光に包まれ、フェノエレーゼの背中から空に向かってのびる一対の白い翼が現れます。
「必ず戻る。それまで、持ちこたえろ。……任せたぞ、ナギ」
「はい。フェノエレーゼさんが薬を持って戻ること、信じています」
うなされるヒナに一声かけ、フェノエレーゼは大空へと飛び立ちました。
色づいた木の葉もほとんど散ってしまった山々を見下ろして、空をかけます。
土浦家の庵がある森を目指して北上しました。二百余年前にフェノエレーゼの家族がいた森、今は安永が治める森。
あと少し、というとき背中に激痛を覚え、フェノエレーゼは唇をかみました。背に幾度も刃物を突き立てるような痛みが押し寄せます。
これまでのときと同じ、ナギがくれたかりそめの術が、呪に蝕まれる。
翼が消えそうになり、フェノエレーゼはそれでも翼を動かしました。
無情にも翼は霧となって消え、フェノエレーゼの体は大地へと落ちていきます。
「そんな、まだ」
二百年、ずっと、復讐のために飛んできた。人間を滅ぼすために生きていました。
誰も必要とせず、ただ心を憎しみで満たして飛んでいました。
けれどフェノエレーゼは今、ヒナを助けるために、翼がほしいと心から願いました。
フェノエレーゼの手助けをしたいと言ってついてきた、無垢な幼子のために。
フェノエレーゼが地に落ちたとき、足を折ったとき、絡新婦に捕らわれたとき。
ヒナはいつだって、フェノエレーゼを助けようと手を差し伸べて来ました。
そしてナギも。
はじめは反発しあいましたが、今は背中を託せる相手です。
共に旅をするようになり、過去の罪を悔いるなら償ってほしいと、フェノエレーゼ自身を見てくれるようになりました。

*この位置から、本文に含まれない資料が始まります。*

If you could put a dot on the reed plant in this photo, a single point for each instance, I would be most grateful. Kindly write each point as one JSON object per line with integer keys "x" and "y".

ナギの存在もまた、フェノエレーゼにはかけがえのないものになっていました。
今でも家族を奪った人間のことは許せないし、すべての人間を好きになることはできない。けれど、ヒナとナギのことは信じてそばにいたいと思いました。
とべない天狗とひなの旅がはじまらなければ、ヒナの同行を許さずただ一人で旅をしていたなら、このかりそめの翼すら得られなかった。
森の中に落ちて、背中を刺すような痛みにおそわれても、フェノエレーゼは真っ直ぐに空を見上げ、翼が欲しいと願いました。
「サルタヒコの呪なんて知ったことか。私はもう、とべない天狗なんかじゃない!」
太陽に負けないほどの光がほとばしり、フェノエレーゼの体を蝕んでいた呪が消滅しました。
そして背中から、フェノエレーゼの本来の翼が広がります。真白で大きな翼が。
一瞬、起きたことが信じられなくて目を見張りましたが、フェノエレーゼはすぐ翼に力を込め、再び空に舞い上がりました。
必ず薬を持って戻る、約束を果たすために。